Источник: New York Journal. 1898. February 16


Агрессивная общественная истерия, инспирированная «желтой» прессой, требовала от правительства принятия решительных мер. Под давлением объективных обстоятельств Маккинли направил 11 апреля 1898 г. послание конгрессу, в котором заявил о невозможности урегулирования испано-кубинского конфликта мирным путем. По его мнению, соображения гуманности вынуждали США начать интервенцию, чтобы сдерживать силой оружия противоборство как испанцев, так и кубинцев.

Вышедший 17 апреля экстренный выпуск «New York Journal» с заголовком «Война? Конечно!» отражал охвативший американское общество дух шовинизма и пришелся весьма кстати для законодателей обеих палат конгресса. Принятая ими неделей позже резолюция в поддержку военного вмешательства явилась основанием для объявления Испании войны.

Якобы благородный повод, приведший к началу боевых действий между США и Испанией, обусловил формирование архетипа преувеличенной героизации действий солдат и офицеров американской армии. В этой связи мощным художественным средством мифологизации войны стал делающий первые шаги кинематограф. Уже в самом ее начале был создан короткометражный фильм, длившийся 90 секунд, с пафосным названием «Надругательство над испанским флагом». Его сюжет, лишенный какой-либо интриги, носил символический характер: камера фокусировала внимание зрителя только на эпизоде срывания испанского флага и замене его американским звездно-полосатым стягом. Показ фильма вызвал бурный восторг публики, послужив стимулом для создания целой серии подобных короткометражных лент. В них не только прославлялся полководческий талант военачальников и ратный подвиг рядовых, но и расхваливалось новейшее вооружение, которым постепенно оснащалась армия25. Патриотическая кинопропаганда была направлена на формирование образа военной мощи США и представлений о ее быстрой и неизбежной победе над противником.

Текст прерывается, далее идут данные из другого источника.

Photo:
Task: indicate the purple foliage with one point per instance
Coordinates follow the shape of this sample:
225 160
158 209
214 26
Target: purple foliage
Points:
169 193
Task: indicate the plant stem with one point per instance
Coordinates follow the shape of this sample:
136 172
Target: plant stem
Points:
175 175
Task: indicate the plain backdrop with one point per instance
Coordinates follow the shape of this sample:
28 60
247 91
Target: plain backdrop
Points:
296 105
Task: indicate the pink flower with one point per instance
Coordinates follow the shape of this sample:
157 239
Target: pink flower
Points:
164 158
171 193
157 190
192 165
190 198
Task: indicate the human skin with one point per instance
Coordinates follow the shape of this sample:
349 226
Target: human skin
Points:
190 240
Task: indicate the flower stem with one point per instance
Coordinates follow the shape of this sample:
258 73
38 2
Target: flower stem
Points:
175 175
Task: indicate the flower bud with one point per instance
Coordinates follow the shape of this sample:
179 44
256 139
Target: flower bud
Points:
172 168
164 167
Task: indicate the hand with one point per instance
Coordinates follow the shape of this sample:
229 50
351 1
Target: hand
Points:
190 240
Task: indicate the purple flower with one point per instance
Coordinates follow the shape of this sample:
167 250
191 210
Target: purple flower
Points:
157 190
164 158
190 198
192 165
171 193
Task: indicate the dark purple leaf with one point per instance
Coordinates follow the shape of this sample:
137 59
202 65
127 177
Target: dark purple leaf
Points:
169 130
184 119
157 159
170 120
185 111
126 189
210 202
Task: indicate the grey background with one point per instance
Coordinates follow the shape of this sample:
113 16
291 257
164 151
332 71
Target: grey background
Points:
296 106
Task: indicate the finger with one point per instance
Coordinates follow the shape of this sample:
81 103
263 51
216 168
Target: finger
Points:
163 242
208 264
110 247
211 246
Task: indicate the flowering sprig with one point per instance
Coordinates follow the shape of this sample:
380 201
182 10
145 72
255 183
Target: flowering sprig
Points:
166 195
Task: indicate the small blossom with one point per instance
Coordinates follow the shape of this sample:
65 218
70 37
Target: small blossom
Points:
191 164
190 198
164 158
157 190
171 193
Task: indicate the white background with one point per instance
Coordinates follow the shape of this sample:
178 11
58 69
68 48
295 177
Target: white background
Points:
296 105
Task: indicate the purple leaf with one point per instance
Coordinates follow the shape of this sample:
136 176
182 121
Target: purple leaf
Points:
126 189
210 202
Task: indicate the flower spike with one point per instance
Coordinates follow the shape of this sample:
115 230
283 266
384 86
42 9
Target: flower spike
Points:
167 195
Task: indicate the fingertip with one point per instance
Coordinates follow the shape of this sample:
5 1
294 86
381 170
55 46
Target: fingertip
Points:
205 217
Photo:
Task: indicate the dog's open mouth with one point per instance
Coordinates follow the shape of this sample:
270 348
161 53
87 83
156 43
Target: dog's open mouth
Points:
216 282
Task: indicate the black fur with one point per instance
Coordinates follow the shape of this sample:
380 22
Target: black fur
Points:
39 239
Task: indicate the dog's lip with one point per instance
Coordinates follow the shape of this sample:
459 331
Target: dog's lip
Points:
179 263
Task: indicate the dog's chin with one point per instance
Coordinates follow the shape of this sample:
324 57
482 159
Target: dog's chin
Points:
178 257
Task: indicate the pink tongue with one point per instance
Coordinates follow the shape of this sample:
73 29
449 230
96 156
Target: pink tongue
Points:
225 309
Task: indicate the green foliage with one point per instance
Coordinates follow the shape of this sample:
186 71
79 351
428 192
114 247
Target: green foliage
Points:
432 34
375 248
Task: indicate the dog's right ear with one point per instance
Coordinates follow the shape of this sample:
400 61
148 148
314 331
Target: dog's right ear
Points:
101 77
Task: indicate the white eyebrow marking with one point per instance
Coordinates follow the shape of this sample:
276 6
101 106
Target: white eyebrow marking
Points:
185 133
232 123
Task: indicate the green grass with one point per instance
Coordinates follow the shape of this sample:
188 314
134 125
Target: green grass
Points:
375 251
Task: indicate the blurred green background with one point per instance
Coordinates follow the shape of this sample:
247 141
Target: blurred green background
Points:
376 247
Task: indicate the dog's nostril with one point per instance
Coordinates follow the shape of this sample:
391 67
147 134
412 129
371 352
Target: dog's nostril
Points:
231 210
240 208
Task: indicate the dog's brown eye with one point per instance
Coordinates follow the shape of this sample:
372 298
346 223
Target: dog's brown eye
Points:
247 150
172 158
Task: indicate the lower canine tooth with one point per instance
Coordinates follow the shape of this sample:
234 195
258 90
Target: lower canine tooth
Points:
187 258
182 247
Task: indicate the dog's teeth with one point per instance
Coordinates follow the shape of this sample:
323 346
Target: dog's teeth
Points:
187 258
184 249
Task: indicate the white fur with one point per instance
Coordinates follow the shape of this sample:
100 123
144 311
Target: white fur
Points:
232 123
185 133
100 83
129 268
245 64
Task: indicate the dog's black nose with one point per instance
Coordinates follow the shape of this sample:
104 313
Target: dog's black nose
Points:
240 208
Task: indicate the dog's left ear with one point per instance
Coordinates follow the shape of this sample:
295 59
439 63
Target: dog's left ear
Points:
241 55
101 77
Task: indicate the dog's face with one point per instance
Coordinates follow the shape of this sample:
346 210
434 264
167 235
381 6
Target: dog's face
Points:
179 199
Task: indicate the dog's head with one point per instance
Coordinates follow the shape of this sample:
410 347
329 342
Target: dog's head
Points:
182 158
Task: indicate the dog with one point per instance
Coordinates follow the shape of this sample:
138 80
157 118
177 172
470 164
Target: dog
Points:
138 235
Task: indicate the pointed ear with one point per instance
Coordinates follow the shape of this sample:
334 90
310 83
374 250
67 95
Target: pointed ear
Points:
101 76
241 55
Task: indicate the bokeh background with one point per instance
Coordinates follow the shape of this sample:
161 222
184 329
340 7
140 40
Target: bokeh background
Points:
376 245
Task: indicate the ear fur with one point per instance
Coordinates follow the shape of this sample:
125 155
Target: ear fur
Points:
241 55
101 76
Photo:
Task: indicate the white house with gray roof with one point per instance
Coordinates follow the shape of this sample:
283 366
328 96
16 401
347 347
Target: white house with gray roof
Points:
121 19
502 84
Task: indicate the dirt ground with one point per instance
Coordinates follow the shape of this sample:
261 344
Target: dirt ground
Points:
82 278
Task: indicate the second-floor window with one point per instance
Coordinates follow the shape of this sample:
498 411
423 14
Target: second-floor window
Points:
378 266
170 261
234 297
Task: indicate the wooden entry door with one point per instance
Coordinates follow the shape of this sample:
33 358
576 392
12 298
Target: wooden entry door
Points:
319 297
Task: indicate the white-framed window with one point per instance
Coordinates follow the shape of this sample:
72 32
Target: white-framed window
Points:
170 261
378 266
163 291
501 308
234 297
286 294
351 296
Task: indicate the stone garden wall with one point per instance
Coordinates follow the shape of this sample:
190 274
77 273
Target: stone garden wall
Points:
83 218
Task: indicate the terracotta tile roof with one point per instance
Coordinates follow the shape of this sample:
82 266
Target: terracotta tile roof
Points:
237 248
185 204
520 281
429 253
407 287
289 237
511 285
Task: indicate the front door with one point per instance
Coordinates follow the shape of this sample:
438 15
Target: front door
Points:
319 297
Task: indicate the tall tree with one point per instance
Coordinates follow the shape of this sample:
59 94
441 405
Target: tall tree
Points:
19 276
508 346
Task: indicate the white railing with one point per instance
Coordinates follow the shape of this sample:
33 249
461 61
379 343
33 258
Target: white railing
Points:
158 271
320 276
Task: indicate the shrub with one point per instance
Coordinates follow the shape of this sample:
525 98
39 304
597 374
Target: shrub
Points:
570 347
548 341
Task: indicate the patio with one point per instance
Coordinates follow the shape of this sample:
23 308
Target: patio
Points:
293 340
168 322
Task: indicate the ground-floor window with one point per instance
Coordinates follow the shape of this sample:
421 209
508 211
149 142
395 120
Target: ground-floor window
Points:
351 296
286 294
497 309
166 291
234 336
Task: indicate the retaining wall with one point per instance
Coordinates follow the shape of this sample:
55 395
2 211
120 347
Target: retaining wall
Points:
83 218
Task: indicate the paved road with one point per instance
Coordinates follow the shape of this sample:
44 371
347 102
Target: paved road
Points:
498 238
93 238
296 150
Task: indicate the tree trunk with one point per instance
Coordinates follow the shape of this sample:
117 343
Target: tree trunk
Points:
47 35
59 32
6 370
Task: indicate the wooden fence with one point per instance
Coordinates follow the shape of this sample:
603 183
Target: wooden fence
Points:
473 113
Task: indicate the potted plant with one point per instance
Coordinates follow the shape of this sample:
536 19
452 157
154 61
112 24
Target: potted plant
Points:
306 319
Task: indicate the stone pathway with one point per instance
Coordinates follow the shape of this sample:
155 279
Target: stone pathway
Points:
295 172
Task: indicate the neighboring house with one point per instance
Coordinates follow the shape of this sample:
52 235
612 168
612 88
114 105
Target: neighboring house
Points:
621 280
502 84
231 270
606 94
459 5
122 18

Созданный средствами массовой информации образ страны-победительницы во многом не соответствовал исторической правде, так как о промахах командования и неудачах военных на фронтах войны мало кто знал, а успехи военно-морского флота в сражениях скрадывали низкую боеспособность сухопутных сил США. Таким образом, ставшая предметом гордости многих американцев испано-американская война, возвращаясь к словам госсекретаря Хэя, оказалась действительно «маленькой», но ни в коем случае не «победоносной» войной.